Long Non-Coding RNAs Play a Role in the Pathogenesis of Psoriatic Arthritis by Regulating MicroRNAs and Genes Involved in Inflammation and Metabolic Syndrome.

Psoriatic arthritis (PsA) is an inflammatory arthritis, characterized by inflammation of entheses and synovium, leading to joint erosions and new bone formation. It affects 10-30% of patients with psoriasis, and has an estimated prevalence of approximately 1%. PsA is considered to be primarily an autoimmune disease, driven by autoreactive T cells directed against autoantigens present in the skin and in the joints. However, an autoinflammatory origin has recently been proposed.
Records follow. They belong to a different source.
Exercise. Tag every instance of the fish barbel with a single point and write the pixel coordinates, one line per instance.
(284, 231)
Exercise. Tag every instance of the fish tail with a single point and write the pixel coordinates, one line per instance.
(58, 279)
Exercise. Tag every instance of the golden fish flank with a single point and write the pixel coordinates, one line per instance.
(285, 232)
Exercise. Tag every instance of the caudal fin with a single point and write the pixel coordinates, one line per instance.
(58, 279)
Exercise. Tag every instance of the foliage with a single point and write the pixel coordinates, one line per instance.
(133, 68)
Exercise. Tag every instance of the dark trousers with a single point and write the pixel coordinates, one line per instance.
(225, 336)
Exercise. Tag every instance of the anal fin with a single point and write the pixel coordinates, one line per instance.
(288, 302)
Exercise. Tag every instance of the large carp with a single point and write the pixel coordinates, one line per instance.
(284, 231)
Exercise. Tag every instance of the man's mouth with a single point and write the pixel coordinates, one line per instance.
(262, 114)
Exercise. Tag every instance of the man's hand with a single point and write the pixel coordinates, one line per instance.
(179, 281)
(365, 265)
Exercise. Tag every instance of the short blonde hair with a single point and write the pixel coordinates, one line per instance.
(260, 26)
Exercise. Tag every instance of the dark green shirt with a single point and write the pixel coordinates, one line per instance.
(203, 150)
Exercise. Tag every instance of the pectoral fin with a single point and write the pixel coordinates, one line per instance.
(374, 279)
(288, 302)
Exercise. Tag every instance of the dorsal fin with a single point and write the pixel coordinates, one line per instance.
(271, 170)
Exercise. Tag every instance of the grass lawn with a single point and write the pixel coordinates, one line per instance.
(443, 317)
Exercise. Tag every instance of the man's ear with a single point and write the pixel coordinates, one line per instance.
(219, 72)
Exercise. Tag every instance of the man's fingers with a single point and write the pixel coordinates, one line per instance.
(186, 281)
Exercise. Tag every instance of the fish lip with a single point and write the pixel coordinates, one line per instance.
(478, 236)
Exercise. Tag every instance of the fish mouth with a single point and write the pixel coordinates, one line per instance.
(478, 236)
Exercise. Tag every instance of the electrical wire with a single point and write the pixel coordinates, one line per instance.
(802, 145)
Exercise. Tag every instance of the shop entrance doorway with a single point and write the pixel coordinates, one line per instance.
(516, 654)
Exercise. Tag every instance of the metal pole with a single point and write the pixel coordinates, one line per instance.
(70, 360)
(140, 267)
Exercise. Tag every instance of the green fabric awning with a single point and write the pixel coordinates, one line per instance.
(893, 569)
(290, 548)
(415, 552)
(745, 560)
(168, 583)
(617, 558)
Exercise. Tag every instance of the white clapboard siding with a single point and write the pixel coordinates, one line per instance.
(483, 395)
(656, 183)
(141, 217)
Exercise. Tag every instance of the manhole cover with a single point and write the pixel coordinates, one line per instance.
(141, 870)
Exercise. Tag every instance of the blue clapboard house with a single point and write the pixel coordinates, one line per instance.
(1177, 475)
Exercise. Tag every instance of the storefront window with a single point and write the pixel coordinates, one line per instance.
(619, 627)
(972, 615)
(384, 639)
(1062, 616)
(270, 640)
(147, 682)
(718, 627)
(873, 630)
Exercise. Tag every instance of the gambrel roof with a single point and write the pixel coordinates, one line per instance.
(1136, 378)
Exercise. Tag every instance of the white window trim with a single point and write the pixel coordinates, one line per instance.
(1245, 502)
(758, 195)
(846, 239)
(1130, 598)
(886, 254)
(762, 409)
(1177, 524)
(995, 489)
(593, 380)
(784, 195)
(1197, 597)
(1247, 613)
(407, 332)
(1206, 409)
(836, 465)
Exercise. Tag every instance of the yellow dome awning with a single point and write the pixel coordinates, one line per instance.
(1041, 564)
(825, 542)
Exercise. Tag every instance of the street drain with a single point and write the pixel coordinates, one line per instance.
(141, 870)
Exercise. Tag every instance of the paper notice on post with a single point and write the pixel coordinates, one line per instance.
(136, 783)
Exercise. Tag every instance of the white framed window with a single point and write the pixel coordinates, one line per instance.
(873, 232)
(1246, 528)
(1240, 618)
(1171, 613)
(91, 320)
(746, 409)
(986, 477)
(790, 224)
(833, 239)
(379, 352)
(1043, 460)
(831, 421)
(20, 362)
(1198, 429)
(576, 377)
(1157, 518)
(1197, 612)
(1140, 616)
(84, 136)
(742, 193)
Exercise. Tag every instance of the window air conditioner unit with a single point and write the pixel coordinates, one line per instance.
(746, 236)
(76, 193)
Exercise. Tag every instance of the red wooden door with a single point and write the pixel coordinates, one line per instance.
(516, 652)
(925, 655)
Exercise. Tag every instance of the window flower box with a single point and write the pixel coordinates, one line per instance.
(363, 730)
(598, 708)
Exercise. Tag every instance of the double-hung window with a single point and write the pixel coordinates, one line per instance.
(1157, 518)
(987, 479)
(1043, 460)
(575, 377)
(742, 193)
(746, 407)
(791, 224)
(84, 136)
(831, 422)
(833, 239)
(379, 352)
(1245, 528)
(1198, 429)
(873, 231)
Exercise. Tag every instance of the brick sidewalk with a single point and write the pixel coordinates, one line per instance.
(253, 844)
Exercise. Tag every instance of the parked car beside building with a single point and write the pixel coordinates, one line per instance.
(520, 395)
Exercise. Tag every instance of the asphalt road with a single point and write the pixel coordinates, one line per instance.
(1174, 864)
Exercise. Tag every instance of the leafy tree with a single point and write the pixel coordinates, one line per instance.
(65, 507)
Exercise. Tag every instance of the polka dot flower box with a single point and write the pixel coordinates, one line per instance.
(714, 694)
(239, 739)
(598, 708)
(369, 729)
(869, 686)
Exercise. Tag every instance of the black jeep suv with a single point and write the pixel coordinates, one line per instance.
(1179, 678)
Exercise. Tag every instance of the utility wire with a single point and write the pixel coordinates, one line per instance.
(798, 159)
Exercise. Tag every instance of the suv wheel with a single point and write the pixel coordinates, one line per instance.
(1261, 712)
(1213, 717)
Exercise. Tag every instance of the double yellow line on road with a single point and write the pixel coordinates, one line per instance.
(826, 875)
Long noncoding RNAs (IncRNAs) are RNAs more than 200 nucleotides in length that do not encode proteins. LncRNAs play important roles in several biological processes, including chromatin remodeling, transcription control, and post-transcriptional processing. Several studies have shown that IncRNAs are expressed in a stage-specific or lineage-specific manner in immune cells that have a role in the development, activation, and effector functions of immune cells. LncRNAs are thought to play a role in several diseases, including autoimmune disorders. Indeed, a few IncRNAs have been identified in systemic lupus erythematosus, rheumatoid arthritis, and psoriasis. Although several high-throughput studies have been performed to identify IncRNAs, their biological and pathological relevance are still unknown, and most transcriptome studies in autoimmune diseases have only assessed protein-coding transcripts. No data are currently available on IncRNAs in PsA. Therefore, by microarray analysis, we have investigated the expression profiles of more than 50,000 human IncRNAs in blood samples from PsA patients and healthy controls using Human Clariom D Affymetrix chips, suitable to detect rare and low-expressing transcripts otherwise unnoticed by common sequencing methodologies. Network analysis identified IncRNAs targeting highly connected genes in the PsA transcriptome. Such genes are involved in molecular pathways crucial for PsA pathogenesis, including immune response, glycolipid metabolism, bone remodeling, type 1 interferon, wingless related integration site, and tumor necrosis factor signaling. Selected IncRNAs were validated by RT-PCR in an expanded cohort of patients. Moreover, modulated genes belonging to meaningful pathways were validated by RT-PCR in PsA PBMCs and/or by ELISA in PsA sera. The findings indicate that IncRNAs are involved in PsA pathogenesis by regulating both microRNAs and genes and open new avenues for the identification of new biomarkers and therapeutical targets.